ECC and Tennessee’s community colleges should be a harbinger for places like Washtenaw Community College. At a time when enrollment was stagnant or declining, the WCC community college administration expanded. WCC currently has 13 executives who carry the title of vice president. Additionally, the college org chart includes dozens of directors and managers. At the same time, the size of the unions on campus (faculty, custodial and maintenance and office professionals) has been held firm or reduced.

The Board of Trustees must insist that the WCC administration return itself to the conditions present when the current executive took over.
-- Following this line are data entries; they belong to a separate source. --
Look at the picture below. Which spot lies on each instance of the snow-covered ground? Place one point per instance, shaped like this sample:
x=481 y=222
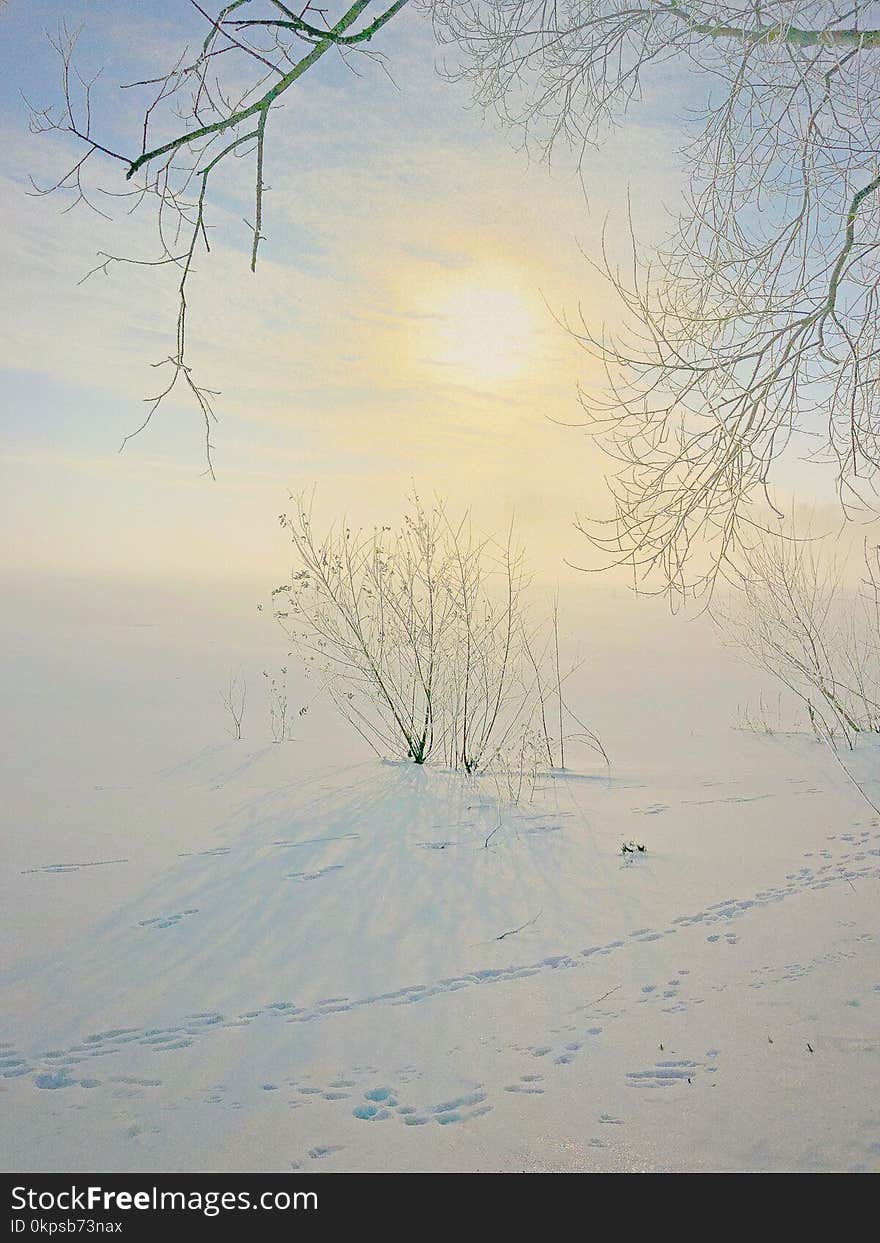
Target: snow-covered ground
x=249 y=956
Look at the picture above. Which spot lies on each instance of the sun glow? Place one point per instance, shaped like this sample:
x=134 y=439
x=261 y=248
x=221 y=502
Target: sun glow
x=486 y=332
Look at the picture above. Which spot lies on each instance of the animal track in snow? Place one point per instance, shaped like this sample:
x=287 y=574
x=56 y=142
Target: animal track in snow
x=312 y=875
x=167 y=921
x=54 y=868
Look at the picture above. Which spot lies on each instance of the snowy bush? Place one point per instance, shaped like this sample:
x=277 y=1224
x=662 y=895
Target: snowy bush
x=423 y=635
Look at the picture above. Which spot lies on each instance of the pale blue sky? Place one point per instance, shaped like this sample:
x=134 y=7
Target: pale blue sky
x=349 y=361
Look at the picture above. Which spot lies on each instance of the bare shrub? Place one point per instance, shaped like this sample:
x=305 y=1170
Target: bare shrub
x=791 y=615
x=423 y=635
x=234 y=700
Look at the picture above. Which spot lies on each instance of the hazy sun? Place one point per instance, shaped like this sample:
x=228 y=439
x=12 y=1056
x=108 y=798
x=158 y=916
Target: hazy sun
x=484 y=331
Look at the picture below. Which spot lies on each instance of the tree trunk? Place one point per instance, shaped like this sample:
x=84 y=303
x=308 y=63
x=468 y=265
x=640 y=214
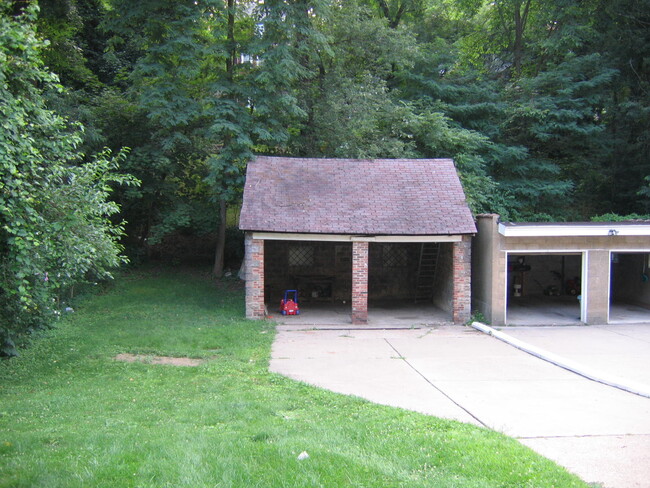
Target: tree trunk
x=217 y=270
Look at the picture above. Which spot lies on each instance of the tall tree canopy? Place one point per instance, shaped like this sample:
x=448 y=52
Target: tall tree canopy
x=55 y=227
x=544 y=105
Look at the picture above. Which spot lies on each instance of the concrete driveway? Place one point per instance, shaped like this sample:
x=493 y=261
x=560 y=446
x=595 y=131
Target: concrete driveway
x=598 y=432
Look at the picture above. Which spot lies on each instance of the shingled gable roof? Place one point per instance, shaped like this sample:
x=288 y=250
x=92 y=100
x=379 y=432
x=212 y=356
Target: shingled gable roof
x=355 y=197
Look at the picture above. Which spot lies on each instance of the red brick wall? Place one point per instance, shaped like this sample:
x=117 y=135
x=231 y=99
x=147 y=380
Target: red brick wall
x=359 y=283
x=254 y=277
x=462 y=297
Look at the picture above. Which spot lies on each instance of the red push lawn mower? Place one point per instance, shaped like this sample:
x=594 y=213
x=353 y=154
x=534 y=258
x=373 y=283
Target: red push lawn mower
x=289 y=305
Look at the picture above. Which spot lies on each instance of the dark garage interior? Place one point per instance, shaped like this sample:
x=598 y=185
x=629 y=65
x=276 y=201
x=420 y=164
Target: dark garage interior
x=401 y=276
x=544 y=289
x=630 y=287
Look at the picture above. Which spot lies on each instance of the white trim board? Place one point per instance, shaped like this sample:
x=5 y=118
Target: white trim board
x=611 y=229
x=279 y=236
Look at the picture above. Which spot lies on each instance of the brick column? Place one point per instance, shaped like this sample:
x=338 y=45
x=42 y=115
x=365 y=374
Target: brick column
x=462 y=298
x=359 y=283
x=254 y=249
x=597 y=287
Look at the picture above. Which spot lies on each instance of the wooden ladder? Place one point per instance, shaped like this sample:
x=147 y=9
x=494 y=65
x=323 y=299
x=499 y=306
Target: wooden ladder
x=429 y=253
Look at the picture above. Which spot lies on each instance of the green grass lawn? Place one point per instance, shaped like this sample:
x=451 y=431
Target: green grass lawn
x=72 y=416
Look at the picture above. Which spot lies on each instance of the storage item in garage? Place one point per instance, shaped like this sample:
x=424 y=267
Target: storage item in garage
x=289 y=304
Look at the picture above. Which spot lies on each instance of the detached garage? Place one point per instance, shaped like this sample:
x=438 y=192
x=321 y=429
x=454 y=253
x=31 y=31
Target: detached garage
x=561 y=273
x=353 y=233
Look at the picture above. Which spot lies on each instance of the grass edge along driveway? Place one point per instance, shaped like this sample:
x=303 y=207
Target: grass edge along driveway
x=71 y=415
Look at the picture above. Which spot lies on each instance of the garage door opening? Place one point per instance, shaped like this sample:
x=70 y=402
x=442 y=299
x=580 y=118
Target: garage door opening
x=630 y=288
x=320 y=271
x=544 y=289
x=410 y=280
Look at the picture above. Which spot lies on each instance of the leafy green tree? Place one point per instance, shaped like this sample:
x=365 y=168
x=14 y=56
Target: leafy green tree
x=55 y=227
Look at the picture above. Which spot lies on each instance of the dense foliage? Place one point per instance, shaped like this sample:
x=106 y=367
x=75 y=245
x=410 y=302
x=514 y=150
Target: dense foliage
x=54 y=226
x=544 y=105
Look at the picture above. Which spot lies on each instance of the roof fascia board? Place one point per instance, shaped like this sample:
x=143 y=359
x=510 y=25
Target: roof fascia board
x=532 y=230
x=280 y=236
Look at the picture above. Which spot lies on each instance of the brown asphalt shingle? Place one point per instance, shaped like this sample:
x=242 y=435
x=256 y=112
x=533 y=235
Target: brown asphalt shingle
x=348 y=196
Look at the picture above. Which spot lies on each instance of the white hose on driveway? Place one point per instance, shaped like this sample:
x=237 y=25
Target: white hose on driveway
x=609 y=380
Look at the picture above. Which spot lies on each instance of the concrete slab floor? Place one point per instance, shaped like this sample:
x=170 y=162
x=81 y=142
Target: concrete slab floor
x=600 y=433
x=382 y=314
x=565 y=310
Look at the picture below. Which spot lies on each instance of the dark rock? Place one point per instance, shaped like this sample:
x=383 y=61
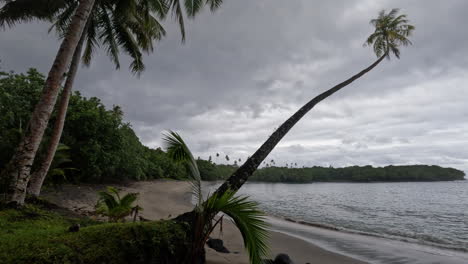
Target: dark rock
x=283 y=259
x=217 y=244
x=74 y=228
x=142 y=219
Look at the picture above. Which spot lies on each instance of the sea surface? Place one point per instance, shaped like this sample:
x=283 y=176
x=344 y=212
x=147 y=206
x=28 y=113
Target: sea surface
x=424 y=217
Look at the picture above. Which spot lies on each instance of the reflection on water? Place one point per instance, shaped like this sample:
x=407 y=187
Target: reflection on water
x=434 y=213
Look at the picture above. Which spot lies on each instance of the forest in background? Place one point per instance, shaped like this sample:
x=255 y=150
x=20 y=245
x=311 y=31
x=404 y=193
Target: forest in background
x=104 y=148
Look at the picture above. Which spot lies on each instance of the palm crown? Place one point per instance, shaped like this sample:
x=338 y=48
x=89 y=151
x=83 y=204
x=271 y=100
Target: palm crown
x=391 y=31
x=130 y=25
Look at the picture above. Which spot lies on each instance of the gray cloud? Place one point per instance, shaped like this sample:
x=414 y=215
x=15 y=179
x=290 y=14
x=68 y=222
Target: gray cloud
x=247 y=67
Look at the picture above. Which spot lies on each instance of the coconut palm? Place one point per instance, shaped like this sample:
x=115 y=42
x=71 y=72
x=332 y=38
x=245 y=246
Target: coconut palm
x=244 y=213
x=391 y=32
x=18 y=169
x=113 y=206
x=134 y=31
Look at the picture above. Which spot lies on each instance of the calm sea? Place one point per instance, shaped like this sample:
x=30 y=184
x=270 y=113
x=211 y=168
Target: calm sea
x=431 y=213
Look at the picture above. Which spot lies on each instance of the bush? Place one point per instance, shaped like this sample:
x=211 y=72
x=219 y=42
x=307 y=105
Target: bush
x=31 y=235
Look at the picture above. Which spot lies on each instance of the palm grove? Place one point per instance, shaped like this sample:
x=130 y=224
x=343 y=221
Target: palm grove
x=132 y=26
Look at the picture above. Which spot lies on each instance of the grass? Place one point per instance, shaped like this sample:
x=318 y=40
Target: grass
x=34 y=234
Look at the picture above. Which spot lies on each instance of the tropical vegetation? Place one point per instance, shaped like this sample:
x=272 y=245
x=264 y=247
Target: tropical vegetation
x=115 y=207
x=244 y=213
x=39 y=234
x=367 y=173
x=128 y=24
x=102 y=147
x=390 y=32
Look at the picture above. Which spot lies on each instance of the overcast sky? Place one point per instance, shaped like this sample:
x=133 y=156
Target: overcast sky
x=247 y=67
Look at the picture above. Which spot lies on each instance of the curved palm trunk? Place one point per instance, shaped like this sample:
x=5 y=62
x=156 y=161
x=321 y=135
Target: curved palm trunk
x=37 y=177
x=236 y=180
x=18 y=169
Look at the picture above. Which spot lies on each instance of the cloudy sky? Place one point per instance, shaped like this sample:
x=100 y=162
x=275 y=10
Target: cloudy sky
x=247 y=67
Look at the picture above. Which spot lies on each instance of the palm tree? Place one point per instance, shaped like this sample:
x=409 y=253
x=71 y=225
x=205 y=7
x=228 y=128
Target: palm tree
x=391 y=32
x=244 y=213
x=118 y=30
x=57 y=170
x=113 y=206
x=133 y=30
x=18 y=169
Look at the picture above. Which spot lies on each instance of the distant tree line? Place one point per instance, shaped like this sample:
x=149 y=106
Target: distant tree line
x=102 y=147
x=210 y=171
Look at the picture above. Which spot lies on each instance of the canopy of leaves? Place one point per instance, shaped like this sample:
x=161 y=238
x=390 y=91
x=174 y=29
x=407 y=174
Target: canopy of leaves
x=391 y=31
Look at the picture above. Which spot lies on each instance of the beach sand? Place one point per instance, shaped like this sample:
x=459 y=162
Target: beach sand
x=163 y=199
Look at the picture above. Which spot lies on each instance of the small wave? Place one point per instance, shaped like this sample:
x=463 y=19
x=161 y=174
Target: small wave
x=416 y=239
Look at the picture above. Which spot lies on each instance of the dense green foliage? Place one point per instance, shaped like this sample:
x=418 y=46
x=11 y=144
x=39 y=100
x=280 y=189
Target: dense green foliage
x=148 y=242
x=210 y=171
x=346 y=174
x=102 y=146
x=105 y=148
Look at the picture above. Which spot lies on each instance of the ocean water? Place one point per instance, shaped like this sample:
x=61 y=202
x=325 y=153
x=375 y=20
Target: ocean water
x=428 y=213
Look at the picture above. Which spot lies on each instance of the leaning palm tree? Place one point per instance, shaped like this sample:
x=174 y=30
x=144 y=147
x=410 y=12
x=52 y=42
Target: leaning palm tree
x=391 y=32
x=18 y=169
x=244 y=213
x=133 y=30
x=115 y=33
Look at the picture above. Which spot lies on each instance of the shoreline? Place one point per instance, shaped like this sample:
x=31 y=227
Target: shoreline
x=163 y=199
x=303 y=242
x=375 y=235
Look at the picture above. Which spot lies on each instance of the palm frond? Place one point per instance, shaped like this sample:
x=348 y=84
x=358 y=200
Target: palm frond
x=128 y=200
x=19 y=11
x=179 y=16
x=249 y=220
x=178 y=151
x=214 y=4
x=192 y=7
x=391 y=31
x=107 y=36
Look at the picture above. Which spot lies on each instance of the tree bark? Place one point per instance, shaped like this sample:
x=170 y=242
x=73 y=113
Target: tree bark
x=240 y=176
x=37 y=177
x=19 y=167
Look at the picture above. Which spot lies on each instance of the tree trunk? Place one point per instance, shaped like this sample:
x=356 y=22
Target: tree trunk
x=238 y=178
x=19 y=167
x=37 y=177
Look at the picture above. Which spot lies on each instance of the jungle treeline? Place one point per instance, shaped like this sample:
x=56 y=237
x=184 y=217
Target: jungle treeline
x=102 y=147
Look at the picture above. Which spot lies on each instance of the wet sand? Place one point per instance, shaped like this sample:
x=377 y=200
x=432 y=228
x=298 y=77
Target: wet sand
x=166 y=199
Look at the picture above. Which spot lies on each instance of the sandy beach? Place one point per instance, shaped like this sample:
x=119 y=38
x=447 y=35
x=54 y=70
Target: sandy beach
x=165 y=199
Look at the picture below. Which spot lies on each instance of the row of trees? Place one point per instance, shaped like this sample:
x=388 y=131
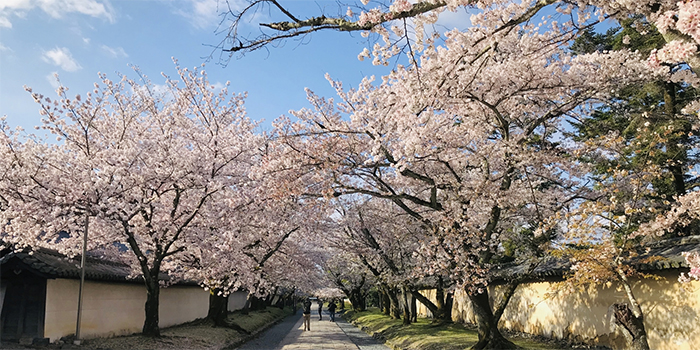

The size of the administration was smaller than that of the faculty union. In fact, the faculty union and the administration had a specific agreement that the size of the administration would not exceed the size of the faculty union. Period.

Administration costs are staggering

Unchecked administrative hiring adds to the institution’s overhead costs unsustainably. After each expansion, the cost of administration rises not just in that year, but compounds in every year going forward. The cost of WCC’s administration is staggering and is one of the most expensive (if not the most expensive) among Michigan’s community colleges. That says a lot, given that Washtenaw is mid-sized in that group.

Restoring the cap on the size of the community college administration should be non-negotiable. It will require a massive unwinding of the current administration. The WCC administration cannot continue to expand its size as the enrollment shrinks. Further, the Trustees must base the maximum allowable size of the administration on enrollment. When enrollment declines, the size of the administration must shrink. When the enrollment increases, the administration can increase only if the faculty union also increases equally.

The Board of Trustees can no longer habitually “accept the personnel report” at Board Meetings. That act literally abdicates the fiscal responsibility the taxpayers have given to the Trustees. The Trustees must understand not only the salary cost of each position they approve, but also the benefits costs of each new hire and where the money to pay for the new position will come from. Further, the Trustees need a running expense total for all personnel expenditures related to new hires in a fiscal year. They (and the public) must understand the high and growing cost of administration at WCC.